O tempo a favor de Maduro
Já se passaram dois meses desde que o deputado Juan Guaidó se proclamou presidente interino da Venezuela, sendo reconhecido quase que imediatamente pelos Estados Unidos, pelo Brasil e por outros países. De início, a vibração das ruas, em sintonia com Guaidó, levou a especulações sobre generais depondo o ditador e sobre a possibilidade de uma intervenção estrangeira. O tempo passou e nenhuma dessas apostas concretizou-se. Desde março, o país passou a conviver com apagões de energia quase diários, que deixam a população não apenas sem luz como também sem água. Os pequenos protestos nos bairros perderam força com a repressão a tiros e as grandes passeatas opositoras ficaram mais raras. Receoso de que algo lhe acontecesse, e aconselhado por agentes de inteligência cubanos, o ditador agora despacha de um bunker, em endereço desconhecido. Com a autoridade que ainda lhe resta e o consentimento dos militares, Maduro parece estar preparando a prisão de Guaidó. Em tempo muito curto, a inversão das expectativas foi quase total.
As investidas oficiais contra Guaidó começaram logo que ele se anunciou como presidente interino, no dia 23 de janeiro. Ainda naquele mês, o procurador-geral da Venezuela pediu o congelamento dos bens do deputado e logo foi atendido. O Supremo Tribunal de Justiça, chavista, também proibiu o opositor de deixar o país. No final de fevereiro, após uma campanha internacional para que os militares permitissem a entrada de ajuda humanitária, Guaidó saiu clandestinamente pela fronteira e viajou por vários países da América Latina, inclusive o Brasil. No final de março, seu chefe de gabinete, Roberto Marrero, teve a casa invadida sem ordem judicial e foi preso. Neste momento, está sendo acusado de liderar uma célula terrorista. Na quinta-feira, 28 de março, a Controladoria-Geral proibiu Guaidó de exercer cargos públicos por quinze anos. Na terça-feira, 2 de abril, a Assembleia Constituinte, criada por Maduro, decidiu retirar a imunidade parlamentar do presidente interino por supostamente planejar um atentado contra o ditador e ter deixado o país ilegalmente. “A cada nova atitude, o governo calibra a reação da oposição, da população e de outros países, para saber até onde é capaz de ir”, diz o economista e especialista em relações internacionais Raul Gallegos, da consultoria Control Risks, em Bogotá. “Não acharia estranho se, em breve, eles prendessem Guaidó”.

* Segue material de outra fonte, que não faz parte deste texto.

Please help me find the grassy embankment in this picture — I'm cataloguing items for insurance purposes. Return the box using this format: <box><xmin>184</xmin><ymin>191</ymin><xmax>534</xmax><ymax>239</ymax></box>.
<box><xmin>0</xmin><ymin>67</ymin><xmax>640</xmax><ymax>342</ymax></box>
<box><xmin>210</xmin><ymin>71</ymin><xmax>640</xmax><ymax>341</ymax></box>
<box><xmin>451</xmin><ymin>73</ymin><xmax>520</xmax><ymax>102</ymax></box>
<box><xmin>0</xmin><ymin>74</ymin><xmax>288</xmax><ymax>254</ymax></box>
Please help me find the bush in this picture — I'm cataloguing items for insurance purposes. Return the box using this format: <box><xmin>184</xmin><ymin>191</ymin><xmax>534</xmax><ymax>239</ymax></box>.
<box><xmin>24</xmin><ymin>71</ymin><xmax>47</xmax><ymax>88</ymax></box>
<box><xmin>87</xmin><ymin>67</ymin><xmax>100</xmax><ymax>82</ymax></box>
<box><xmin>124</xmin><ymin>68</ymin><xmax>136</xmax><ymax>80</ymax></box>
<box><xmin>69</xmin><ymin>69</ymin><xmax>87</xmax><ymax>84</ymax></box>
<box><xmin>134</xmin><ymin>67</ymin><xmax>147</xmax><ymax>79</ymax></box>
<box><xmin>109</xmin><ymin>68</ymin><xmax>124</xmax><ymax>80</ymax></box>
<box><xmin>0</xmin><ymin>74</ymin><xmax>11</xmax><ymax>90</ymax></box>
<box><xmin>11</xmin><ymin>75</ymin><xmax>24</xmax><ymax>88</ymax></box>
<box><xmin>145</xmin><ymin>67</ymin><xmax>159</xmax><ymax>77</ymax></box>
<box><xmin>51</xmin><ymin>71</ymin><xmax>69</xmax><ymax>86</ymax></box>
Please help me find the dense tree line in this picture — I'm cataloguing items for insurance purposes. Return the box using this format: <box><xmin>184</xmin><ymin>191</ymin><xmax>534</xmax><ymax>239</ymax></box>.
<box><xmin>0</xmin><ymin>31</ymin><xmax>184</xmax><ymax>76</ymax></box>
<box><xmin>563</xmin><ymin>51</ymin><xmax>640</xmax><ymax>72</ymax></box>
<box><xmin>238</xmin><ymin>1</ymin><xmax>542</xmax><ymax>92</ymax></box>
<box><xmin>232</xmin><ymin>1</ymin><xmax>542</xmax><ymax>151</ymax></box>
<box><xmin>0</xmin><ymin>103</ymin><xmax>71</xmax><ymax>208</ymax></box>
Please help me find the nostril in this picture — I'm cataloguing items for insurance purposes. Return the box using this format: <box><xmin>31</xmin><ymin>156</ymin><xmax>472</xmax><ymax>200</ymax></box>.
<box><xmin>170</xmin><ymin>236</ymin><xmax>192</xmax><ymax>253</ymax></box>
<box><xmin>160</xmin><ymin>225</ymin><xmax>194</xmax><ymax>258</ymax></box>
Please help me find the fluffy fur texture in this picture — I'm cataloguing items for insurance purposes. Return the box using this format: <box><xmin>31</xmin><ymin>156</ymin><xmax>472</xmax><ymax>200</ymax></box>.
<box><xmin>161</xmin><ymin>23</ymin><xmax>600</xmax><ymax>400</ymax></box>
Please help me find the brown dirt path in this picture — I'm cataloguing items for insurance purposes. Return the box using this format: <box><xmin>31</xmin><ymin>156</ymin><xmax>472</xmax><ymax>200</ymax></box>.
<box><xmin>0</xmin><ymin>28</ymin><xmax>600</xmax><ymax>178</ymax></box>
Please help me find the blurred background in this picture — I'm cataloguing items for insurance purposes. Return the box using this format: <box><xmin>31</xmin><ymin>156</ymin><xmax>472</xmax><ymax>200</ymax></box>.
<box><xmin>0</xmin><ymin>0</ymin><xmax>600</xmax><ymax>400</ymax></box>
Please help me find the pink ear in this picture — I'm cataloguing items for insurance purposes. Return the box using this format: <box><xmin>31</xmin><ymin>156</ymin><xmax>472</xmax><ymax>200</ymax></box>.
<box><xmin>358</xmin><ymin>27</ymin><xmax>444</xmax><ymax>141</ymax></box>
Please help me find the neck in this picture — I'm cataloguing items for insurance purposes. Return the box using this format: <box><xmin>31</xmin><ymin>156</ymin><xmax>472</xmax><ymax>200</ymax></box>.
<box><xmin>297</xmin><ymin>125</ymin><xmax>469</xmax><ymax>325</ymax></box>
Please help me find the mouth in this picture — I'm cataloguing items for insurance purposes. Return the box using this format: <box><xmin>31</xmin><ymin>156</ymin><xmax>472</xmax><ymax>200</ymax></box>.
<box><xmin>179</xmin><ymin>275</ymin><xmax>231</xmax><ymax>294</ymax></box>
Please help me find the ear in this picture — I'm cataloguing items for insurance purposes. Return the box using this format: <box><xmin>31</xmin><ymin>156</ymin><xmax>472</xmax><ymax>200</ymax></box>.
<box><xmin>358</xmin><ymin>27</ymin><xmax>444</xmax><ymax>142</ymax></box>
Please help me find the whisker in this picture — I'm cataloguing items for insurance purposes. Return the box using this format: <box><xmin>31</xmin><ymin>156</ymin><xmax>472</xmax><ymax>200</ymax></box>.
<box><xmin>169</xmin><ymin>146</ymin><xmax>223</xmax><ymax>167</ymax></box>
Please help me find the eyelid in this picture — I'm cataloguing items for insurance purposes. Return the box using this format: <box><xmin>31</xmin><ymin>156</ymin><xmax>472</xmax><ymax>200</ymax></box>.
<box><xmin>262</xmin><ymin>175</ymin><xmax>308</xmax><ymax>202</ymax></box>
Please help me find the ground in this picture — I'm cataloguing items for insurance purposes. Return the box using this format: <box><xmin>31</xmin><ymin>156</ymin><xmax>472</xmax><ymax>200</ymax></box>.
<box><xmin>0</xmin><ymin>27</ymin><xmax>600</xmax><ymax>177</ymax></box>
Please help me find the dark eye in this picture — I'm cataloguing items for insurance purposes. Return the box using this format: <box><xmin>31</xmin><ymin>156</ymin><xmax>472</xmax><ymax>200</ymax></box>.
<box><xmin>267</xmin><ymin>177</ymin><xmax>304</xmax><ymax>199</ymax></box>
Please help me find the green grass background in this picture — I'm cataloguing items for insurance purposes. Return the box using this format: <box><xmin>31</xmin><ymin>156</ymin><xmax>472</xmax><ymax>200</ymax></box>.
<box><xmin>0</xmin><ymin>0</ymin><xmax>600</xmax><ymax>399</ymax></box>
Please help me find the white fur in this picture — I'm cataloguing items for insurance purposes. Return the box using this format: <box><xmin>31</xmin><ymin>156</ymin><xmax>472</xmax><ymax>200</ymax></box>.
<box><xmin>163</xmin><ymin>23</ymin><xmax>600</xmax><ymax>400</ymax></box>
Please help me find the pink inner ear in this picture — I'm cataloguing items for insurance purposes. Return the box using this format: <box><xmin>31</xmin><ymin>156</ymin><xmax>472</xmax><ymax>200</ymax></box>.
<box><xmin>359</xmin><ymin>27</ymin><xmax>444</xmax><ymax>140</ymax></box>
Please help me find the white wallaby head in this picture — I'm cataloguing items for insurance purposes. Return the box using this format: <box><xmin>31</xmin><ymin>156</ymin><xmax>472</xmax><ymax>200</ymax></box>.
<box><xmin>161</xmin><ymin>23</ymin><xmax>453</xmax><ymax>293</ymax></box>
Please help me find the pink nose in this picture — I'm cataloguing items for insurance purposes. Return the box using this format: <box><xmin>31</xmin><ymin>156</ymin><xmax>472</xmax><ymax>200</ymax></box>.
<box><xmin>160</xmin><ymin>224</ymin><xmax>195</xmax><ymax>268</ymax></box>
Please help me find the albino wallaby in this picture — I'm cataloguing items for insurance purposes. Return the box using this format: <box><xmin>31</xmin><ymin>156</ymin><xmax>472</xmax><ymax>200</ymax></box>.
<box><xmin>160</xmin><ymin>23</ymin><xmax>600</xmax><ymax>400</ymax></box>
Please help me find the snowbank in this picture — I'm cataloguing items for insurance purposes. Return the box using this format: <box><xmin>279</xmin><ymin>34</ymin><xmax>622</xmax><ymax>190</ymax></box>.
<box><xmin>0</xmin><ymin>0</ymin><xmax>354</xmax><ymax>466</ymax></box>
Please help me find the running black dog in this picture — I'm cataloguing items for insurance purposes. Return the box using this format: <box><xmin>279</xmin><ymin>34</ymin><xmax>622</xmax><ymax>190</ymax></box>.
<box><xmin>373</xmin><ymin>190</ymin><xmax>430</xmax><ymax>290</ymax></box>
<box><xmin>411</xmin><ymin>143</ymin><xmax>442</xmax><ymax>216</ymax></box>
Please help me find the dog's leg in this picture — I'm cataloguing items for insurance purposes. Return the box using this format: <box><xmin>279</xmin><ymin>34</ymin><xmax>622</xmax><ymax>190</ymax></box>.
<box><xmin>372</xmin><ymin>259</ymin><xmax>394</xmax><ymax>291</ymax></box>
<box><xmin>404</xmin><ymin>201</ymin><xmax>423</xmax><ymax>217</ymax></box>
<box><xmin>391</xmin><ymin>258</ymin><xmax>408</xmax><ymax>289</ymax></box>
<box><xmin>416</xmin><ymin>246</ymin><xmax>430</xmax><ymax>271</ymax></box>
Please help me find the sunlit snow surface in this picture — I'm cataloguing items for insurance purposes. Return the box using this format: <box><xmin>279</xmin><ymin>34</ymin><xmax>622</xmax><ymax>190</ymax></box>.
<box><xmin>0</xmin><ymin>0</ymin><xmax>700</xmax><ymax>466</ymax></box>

Maduro também conseguiu manter o apoio da China e da Rússia. Desde o fim de março, foram anunciados uma base de treinamento de pilotos de helicóptero e um centro de manutenção. Trata-se de uma promessa antiga da Rússia, já que a Venezuela conta com cinquenta helicópteros de combate russos. O que mais preocupa é a chegada de 99 militares da Rússia, em dois aviões que pousaram em Caracas vindos da Síria. Uma aeronave saiu da base militar de Latakia e outra de Damasco. Seus passageiros, ao que tudo indica, operavam sistemas de mísseis antiaéreos S-300 na Síria e deverão fazer o mesmo trabalho na Venezuela. O sistema, comprado em 2009, foi instalado perto de Caracas e pode proteger a capital e três bases próximas de ataques aéreos. “Maduro está ficando mais cruento porque não lhe restam muitas opções. Além disso, a ativação desse sistema de defesa aérea pode lhe dar uma sensação de invulnerabilidade, aumentando sua autoconfiança”, diz o analista venezuelano Andrei Serbin Pont, diretor da Coordenadoria Regional de Investigações Econômicas e Sociais (Cries), em Buenos Aires.